Aku benar-benar tidak tahu tentang penyakit istriku. Kenapa dia menyembunyikannya. Dan kenapa tidak ada yang memberitahuku tentang ini.

"Untuk beberapa saat kedepan biarkan istri anda beristirahat disini. Perawat akan memindahkan ke ruang rawat, kalau nanti sore kondisinya membaik istri anda boleh pulang. Saya memberikan suntikan bius untuk membuat istri anda lebih lama beristirahat, mengingat kondisi yang baru saja dia alami." Aku mengangguk, setelah memberikan penjelasannya dokter itupun pergi meninggalkanku yang masih berdiri mematung.

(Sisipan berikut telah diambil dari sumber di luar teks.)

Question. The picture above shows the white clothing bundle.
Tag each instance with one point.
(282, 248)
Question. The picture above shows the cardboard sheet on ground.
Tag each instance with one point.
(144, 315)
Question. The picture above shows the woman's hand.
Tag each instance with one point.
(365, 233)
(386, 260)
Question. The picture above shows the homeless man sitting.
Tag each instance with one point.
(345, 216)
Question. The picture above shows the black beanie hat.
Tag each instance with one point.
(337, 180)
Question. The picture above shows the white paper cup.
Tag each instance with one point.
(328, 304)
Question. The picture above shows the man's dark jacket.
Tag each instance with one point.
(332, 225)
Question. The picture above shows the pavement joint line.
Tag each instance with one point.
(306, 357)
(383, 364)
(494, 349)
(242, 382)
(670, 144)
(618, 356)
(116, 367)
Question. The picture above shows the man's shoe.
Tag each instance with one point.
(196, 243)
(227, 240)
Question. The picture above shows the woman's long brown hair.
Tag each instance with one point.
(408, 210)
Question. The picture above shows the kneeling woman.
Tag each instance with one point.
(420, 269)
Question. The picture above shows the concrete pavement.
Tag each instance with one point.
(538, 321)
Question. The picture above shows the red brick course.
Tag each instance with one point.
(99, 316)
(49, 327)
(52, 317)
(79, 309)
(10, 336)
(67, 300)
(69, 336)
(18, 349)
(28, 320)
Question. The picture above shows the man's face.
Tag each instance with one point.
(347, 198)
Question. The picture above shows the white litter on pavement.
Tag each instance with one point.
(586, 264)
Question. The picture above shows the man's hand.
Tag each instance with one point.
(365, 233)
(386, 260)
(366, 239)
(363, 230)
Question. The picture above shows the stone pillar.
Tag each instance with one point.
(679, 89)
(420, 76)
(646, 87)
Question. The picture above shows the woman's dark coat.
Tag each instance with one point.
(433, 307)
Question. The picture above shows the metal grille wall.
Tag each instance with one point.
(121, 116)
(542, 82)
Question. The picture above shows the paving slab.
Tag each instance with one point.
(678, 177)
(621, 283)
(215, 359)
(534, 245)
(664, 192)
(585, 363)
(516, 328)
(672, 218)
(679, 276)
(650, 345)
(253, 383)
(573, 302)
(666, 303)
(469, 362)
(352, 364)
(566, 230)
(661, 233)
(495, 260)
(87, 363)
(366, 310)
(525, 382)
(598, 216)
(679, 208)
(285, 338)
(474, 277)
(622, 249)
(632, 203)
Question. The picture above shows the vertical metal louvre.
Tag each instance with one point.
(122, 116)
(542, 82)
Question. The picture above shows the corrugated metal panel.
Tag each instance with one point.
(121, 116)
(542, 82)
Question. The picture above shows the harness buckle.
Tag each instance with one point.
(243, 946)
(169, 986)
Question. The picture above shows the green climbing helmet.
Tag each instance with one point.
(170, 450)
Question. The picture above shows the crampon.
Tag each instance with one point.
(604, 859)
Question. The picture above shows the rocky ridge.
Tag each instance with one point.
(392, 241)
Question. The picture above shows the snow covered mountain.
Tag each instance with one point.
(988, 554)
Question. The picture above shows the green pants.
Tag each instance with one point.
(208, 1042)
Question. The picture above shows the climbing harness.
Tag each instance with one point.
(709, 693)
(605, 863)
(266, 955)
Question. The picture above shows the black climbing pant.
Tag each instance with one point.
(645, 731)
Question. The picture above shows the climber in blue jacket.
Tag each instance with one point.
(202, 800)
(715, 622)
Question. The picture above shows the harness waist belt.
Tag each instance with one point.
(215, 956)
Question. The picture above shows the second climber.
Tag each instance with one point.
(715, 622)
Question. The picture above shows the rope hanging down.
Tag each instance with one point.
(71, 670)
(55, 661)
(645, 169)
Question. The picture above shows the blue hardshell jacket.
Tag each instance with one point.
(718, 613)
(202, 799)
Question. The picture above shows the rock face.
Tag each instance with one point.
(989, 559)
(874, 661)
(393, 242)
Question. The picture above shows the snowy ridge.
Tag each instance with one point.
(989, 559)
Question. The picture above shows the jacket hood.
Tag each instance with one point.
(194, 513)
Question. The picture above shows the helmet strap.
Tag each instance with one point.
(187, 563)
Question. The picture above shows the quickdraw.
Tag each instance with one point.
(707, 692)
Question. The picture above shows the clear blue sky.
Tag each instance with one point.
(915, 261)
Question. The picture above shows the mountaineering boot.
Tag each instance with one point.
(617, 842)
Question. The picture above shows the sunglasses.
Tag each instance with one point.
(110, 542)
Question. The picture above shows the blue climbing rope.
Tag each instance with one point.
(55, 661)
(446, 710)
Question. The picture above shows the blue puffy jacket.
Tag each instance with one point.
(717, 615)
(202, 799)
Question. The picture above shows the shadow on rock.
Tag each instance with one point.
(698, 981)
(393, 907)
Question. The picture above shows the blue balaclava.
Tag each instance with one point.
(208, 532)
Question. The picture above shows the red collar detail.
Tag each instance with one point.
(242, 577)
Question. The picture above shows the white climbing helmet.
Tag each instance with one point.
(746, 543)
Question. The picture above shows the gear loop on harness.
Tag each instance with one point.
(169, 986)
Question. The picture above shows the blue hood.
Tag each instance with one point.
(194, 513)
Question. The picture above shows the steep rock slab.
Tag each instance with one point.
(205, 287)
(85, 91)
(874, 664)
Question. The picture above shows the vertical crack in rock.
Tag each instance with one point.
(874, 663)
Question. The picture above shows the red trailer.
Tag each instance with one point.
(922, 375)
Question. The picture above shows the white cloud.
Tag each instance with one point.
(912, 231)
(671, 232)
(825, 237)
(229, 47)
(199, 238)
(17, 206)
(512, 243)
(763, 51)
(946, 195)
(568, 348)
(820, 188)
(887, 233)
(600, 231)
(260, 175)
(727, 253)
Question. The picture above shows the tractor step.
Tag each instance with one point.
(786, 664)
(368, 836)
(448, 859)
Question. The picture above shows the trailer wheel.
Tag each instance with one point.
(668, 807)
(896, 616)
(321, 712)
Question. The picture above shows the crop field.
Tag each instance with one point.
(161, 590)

Aku jauh lebih terkejut mendengar semua kenyataan soal penyakit yang diderita istriku.

Aku melangkah gontai menyusul istriku yang tengah terbaring lemah diatas brangkar yang didorong perawat membawanya ke ruang rawat yang telah disiapkan. Aku tidak percaya bagaimana ini bisa terjadi padanya. Satu kejadian kecil saja bahkan bisa menghilangkan nyawanya sewaktu-waktu.

Perawat selesai memindahkan istriku ke ruang rawat dan meninggalkan kami setelah selesai memindahkan kantong infus ke tiang penyangga diruang rawat yang baru. Aku memandangi lekat-lekat wajah pucat istriku yang tertidur pulas akibat bius yang diberikan dokter. Sejenak aku mengingat untuk memberi kabar kedua orang tuaku dan kedua mertuaku. Bagaimanapun mereka harus tahu, ini bukan hal yang harus kututupi, mereka harus tahu.

Kutekan nomor mama mertuaku, tak berapa lama teleponku tersambung.

"Halo mah." Kataku menyapa terlebih dahulu. "Halo, nak. Ada apa menelpon mama? Kalian baik-baik saja kan?." Seolah tahu apa yang sedang terjadi, mama mertuaku langsung bertanya kabar kami.

"Ma, kami tidak baik. Cinta..."

"Cinta? Cinta kenapa Bara?". Raut kekhawatiran jelas langsung terpancar di gurat wajah mama mertuaku saat mendengarku mengatakan kami tidak baik dan saat aku menyebut nama Cinta, anak perempuannya.

"Cinta... Cinta masuk rumah sakit mah." Kataku, terpaksa memberitahunya.

"Apa??? Cinta masuk rumah sakit?"

Bersambung...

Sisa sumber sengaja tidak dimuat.